21. April 2007

Zum Tod des Hermannstädter Schauspielers Wolfgang Gyurgyevich

Seine Belastbarkeit war erstaunlich. Zumindest scheinen dies die überlieferten Zahlen seine Künstlerlaufbahn betreffend zu belegen. Er wird wohl selbst errechnet haben: Reihte man die Schritte aneinander, die der Schauspieler Wolfgang Ernst in 50 Jahren in mehr als 140 Rollen im engen Geviert der Theaterbühne zurückgelegt hat, hätte er den Erdball zweimal umrundet. Was er sich tatsächlich im geografischen Sinn nie angetan hätte. Dazu war er zu tief verwurzelt in seinem Hermannstadt, wo er am 15. Mai 1938 als Wolfgang Ernst Gyurgyevich geboren worden war und wo er am 29. März d. J. plötzlich verstorben ist. Unvergessen bei Kollegen und Freunden sein kategorisches sächsisches „Nä“, mit dem er jedes ihm zuwider laufende Ansinnen abschmetterte.
So war er folgerichtig als letztes Gründungsmitglied der deutschen Abteilung des Hermannstädter Staatstheaters vor Ort geblieben.
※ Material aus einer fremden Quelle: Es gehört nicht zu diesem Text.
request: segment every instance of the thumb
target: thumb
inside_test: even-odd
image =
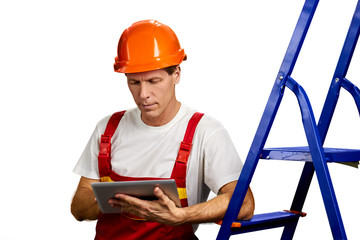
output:
[[[161,190],[161,188],[159,187],[155,187],[154,188],[154,195],[155,197],[157,197],[159,200],[167,200],[168,196],[165,195],[165,193]]]
[[[158,201],[160,204],[165,204],[168,207],[176,207],[175,202],[171,198],[169,198],[161,188],[155,187],[154,195],[159,199]]]

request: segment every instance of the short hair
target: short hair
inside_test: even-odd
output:
[[[177,67],[179,67],[179,70],[181,70],[180,65],[173,65],[173,66],[170,66],[170,67],[166,67],[166,68],[163,68],[163,70],[165,72],[167,72],[169,75],[172,75],[175,72]]]
[[[176,68],[179,67],[179,70],[181,71],[180,65],[173,65],[170,67],[166,67],[166,68],[162,68],[162,70],[164,70],[165,72],[167,72],[169,75],[172,75]],[[125,73],[125,76],[127,76],[128,73]]]

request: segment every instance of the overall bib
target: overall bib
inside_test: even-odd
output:
[[[140,181],[165,178],[127,177],[120,176],[111,170],[111,137],[114,134],[125,111],[114,113],[101,136],[99,152],[99,173],[102,182],[109,181]],[[190,154],[192,139],[196,126],[203,114],[195,113],[190,119],[184,140],[181,142],[170,179],[174,179],[178,189],[182,207],[187,207],[186,168]],[[165,224],[140,219],[127,213],[100,214],[96,225],[95,240],[195,240],[191,224],[168,226]]]

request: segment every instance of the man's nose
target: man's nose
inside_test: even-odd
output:
[[[140,98],[146,99],[150,96],[150,88],[146,82],[140,84]]]

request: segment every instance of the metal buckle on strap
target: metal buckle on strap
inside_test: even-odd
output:
[[[178,162],[184,163],[184,164],[187,163],[187,160],[190,155],[191,147],[192,147],[192,143],[181,142],[178,157],[177,157]]]

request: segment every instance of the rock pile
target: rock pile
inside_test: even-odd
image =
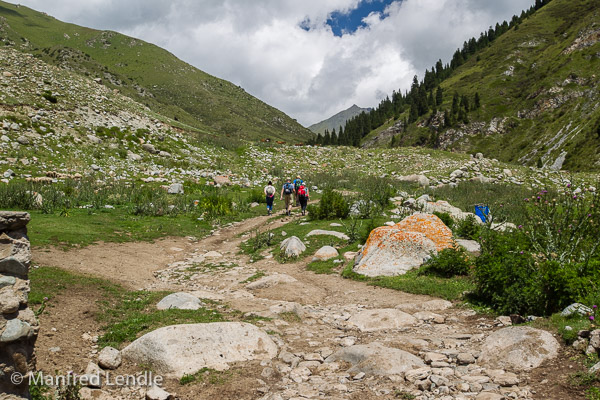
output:
[[[27,379],[13,383],[35,367],[38,322],[27,307],[31,250],[27,238],[29,214],[0,211],[0,393],[29,398]]]

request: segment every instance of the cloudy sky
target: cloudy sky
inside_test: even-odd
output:
[[[376,106],[533,0],[19,0],[134,36],[303,125]]]

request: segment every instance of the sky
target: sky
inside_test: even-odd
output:
[[[301,124],[375,107],[533,0],[19,0],[163,47]]]

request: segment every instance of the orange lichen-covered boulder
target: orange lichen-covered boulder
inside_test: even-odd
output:
[[[453,247],[452,231],[433,214],[414,214],[393,226],[374,229],[357,255],[354,272],[366,276],[404,275],[431,254]]]

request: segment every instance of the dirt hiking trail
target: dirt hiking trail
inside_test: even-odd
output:
[[[315,274],[306,270],[310,257],[281,264],[265,253],[267,258],[251,263],[240,253],[249,232],[275,229],[295,218],[256,217],[200,240],[99,243],[66,252],[34,249],[33,259],[37,265],[92,274],[135,290],[192,293],[220,307],[262,317],[255,323],[279,346],[277,358],[238,363],[219,373],[219,379],[192,385],[168,380],[164,388],[178,398],[584,398],[567,384],[565,371],[579,367],[564,346],[554,360],[530,371],[485,367],[478,361],[485,341],[504,327],[495,318],[429,296],[369,286],[339,274]],[[264,277],[247,282],[259,272]],[[97,345],[90,338],[102,331],[92,318],[94,296],[93,288],[87,293],[61,294],[55,309],[41,316],[38,368],[78,372],[88,361],[95,361]],[[50,349],[62,348],[61,343],[69,350]],[[390,371],[394,365],[394,360],[386,358],[391,357],[386,350],[375,358],[355,354],[354,359],[324,362],[340,350],[373,344],[406,351],[424,365],[416,372],[386,373],[388,363]],[[378,365],[383,372],[378,372]],[[121,368],[139,371],[133,365]],[[85,389],[84,395],[139,399],[145,392],[143,388],[102,388]]]

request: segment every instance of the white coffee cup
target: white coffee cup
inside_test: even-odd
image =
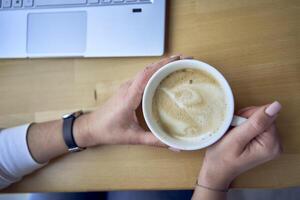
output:
[[[202,71],[206,71],[207,73],[211,74],[216,80],[219,81],[220,85],[222,86],[223,90],[225,91],[226,101],[227,101],[227,111],[226,116],[223,121],[222,126],[218,129],[218,131],[211,136],[209,135],[200,135],[197,137],[191,138],[184,138],[179,139],[170,136],[167,134],[155,121],[152,116],[152,100],[155,94],[156,88],[160,84],[160,82],[168,76],[170,73],[181,70],[181,69],[198,69]],[[192,59],[186,60],[178,60],[175,62],[171,62],[162,68],[160,68],[157,72],[155,72],[150,80],[148,81],[144,95],[143,95],[143,115],[145,121],[151,130],[151,132],[163,143],[166,145],[180,150],[196,150],[205,148],[217,140],[219,140],[228,130],[229,126],[238,126],[246,121],[245,118],[235,116],[234,113],[234,98],[232,94],[232,90],[224,78],[224,76],[216,70],[214,67]]]

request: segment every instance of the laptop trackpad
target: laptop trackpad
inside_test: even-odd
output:
[[[87,14],[84,11],[30,13],[27,53],[80,55],[86,48],[86,26]]]

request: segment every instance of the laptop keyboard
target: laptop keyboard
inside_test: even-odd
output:
[[[152,3],[153,0],[0,0],[0,10],[109,6]]]

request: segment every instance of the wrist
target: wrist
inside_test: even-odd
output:
[[[90,142],[89,114],[83,114],[74,121],[73,136],[78,147],[92,146]]]
[[[233,179],[226,173],[221,173],[213,169],[206,169],[206,167],[203,166],[198,176],[197,183],[217,190],[227,190],[232,180]]]

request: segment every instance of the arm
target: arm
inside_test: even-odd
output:
[[[86,116],[77,118],[74,122],[73,134],[84,134],[83,128],[79,127]],[[68,148],[63,140],[62,126],[63,120],[55,120],[43,123],[32,124],[27,133],[27,142],[32,157],[38,163],[46,163],[49,160],[68,152]],[[84,125],[83,125],[84,126]],[[80,138],[77,137],[77,144]]]
[[[157,138],[143,130],[135,110],[140,105],[144,88],[154,72],[180,56],[165,58],[150,65],[127,81],[119,91],[98,110],[77,118],[73,134],[79,147],[102,144],[147,144],[164,146]],[[33,124],[28,131],[28,145],[39,163],[68,152],[62,135],[62,120]]]
[[[281,105],[274,102],[238,113],[248,120],[207,149],[193,200],[225,200],[226,192],[220,190],[226,191],[233,179],[280,154],[274,124],[280,109]]]
[[[176,55],[149,65],[133,80],[124,83],[98,110],[78,117],[73,125],[77,145],[92,147],[102,144],[146,144],[164,147],[151,132],[139,126],[135,110],[152,74],[167,63],[179,59],[181,57]],[[0,189],[42,167],[41,163],[47,163],[68,152],[63,140],[62,124],[63,120],[55,120],[34,123],[28,129],[27,126],[23,127],[21,131],[18,128],[2,131]]]

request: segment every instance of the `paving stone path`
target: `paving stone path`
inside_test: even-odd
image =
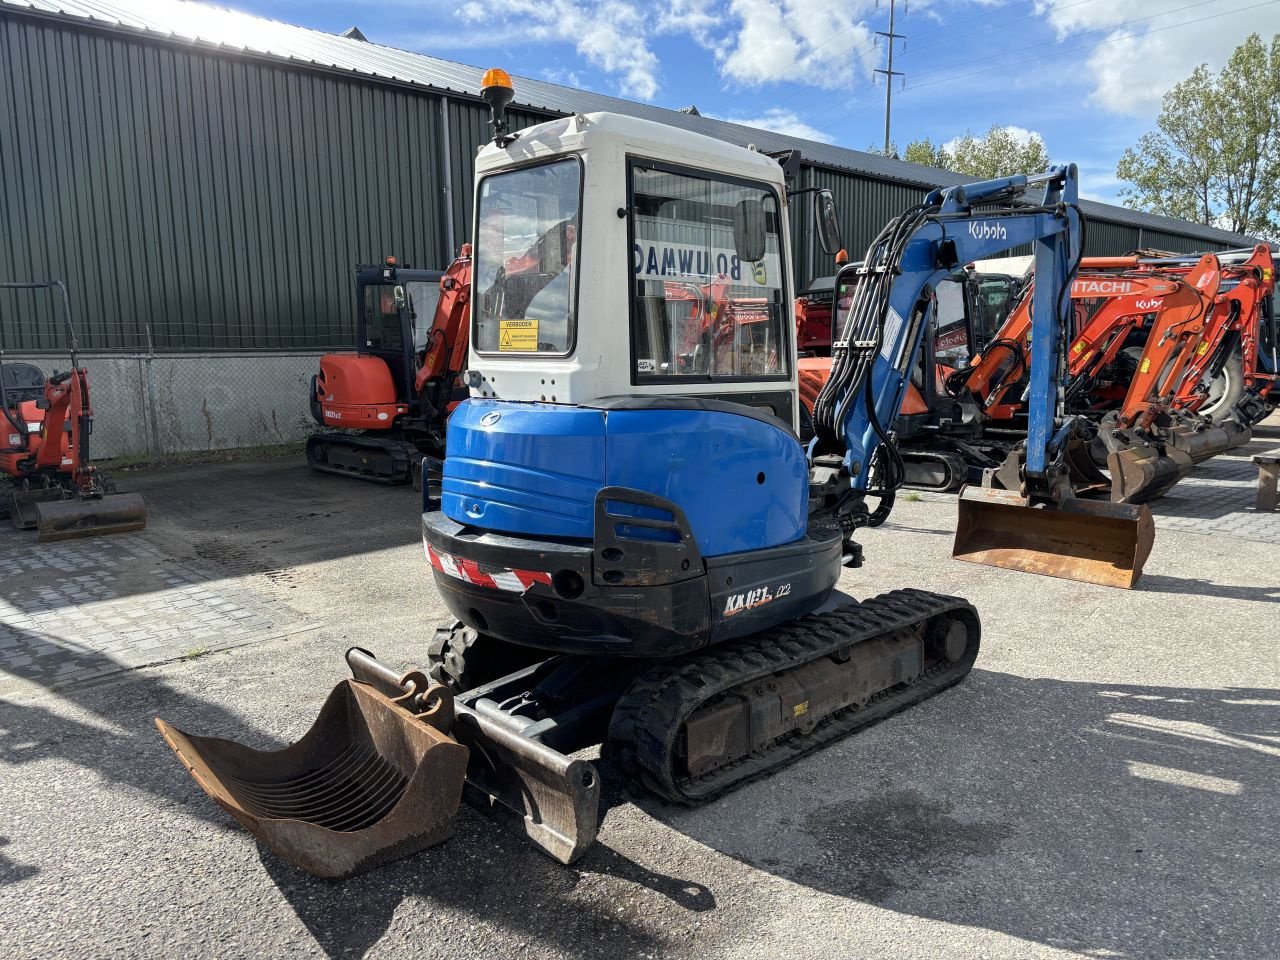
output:
[[[61,689],[298,626],[287,605],[175,561],[144,536],[38,544],[0,532],[0,694]]]
[[[1168,496],[1150,505],[1156,526],[1280,543],[1280,511],[1254,509],[1258,468],[1252,460],[1255,454],[1280,454],[1280,442],[1269,450],[1260,446],[1265,444],[1255,441],[1246,454],[1229,451],[1197,464]]]

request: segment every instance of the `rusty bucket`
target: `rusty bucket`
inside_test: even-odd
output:
[[[147,502],[140,493],[79,497],[61,487],[14,490],[9,518],[19,530],[35,530],[40,543],[127,533],[147,525]]]
[[[1142,444],[1107,454],[1113,503],[1149,503],[1191,472],[1194,461],[1176,447]]]
[[[342,878],[448,839],[468,750],[447,727],[452,698],[432,687],[415,715],[372,686],[345,680],[283,750],[156,726],[218,806],[281,858]],[[427,702],[424,699],[422,702]]]
[[[1033,506],[1012,490],[965,487],[951,555],[1005,570],[1132,588],[1155,542],[1145,506],[1067,499]]]
[[[1232,445],[1231,434],[1221,424],[1177,424],[1169,428],[1168,442],[1170,447],[1190,457],[1192,463],[1203,463]]]

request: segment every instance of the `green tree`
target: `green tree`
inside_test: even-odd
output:
[[[912,140],[908,143],[907,155],[902,159],[911,163],[918,163],[923,167],[945,168],[950,162],[946,151],[942,147],[934,146],[933,141],[928,137],[923,140]]]
[[[981,180],[1013,173],[1043,173],[1049,168],[1049,151],[1038,134],[1019,137],[1009,127],[993,126],[982,137],[966,130],[951,149],[927,137],[907,144],[906,159],[926,167],[940,167]]]
[[[1130,206],[1233,233],[1280,231],[1280,34],[1251,34],[1215,74],[1200,64],[1164,95],[1156,129],[1124,152]]]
Im November 1956 hatte er bei der offiziellen Premiere von Brechts „Mutter Courage“ den Zeugmeister gespielt – beim 50. Jubiläum seiner Bühnen- und Schauspielerlaufbahn stand er, wie Beatrice Ungar in der Hermannstädter Zeitung schreibt, in der Inszenierung von Brigitte Drodtloff („Deus ex machina“ von Gheorghe Săsărman) allein auf der Bühne und spielte gegen die Wand. Seine virtuellen Mitspieler geisterten über eine Leinwand (zur Vorstellung im Münchener Gasteig am 3. Juli 2005 siehe SbZ-Kritik Theater um gefährdete Seele).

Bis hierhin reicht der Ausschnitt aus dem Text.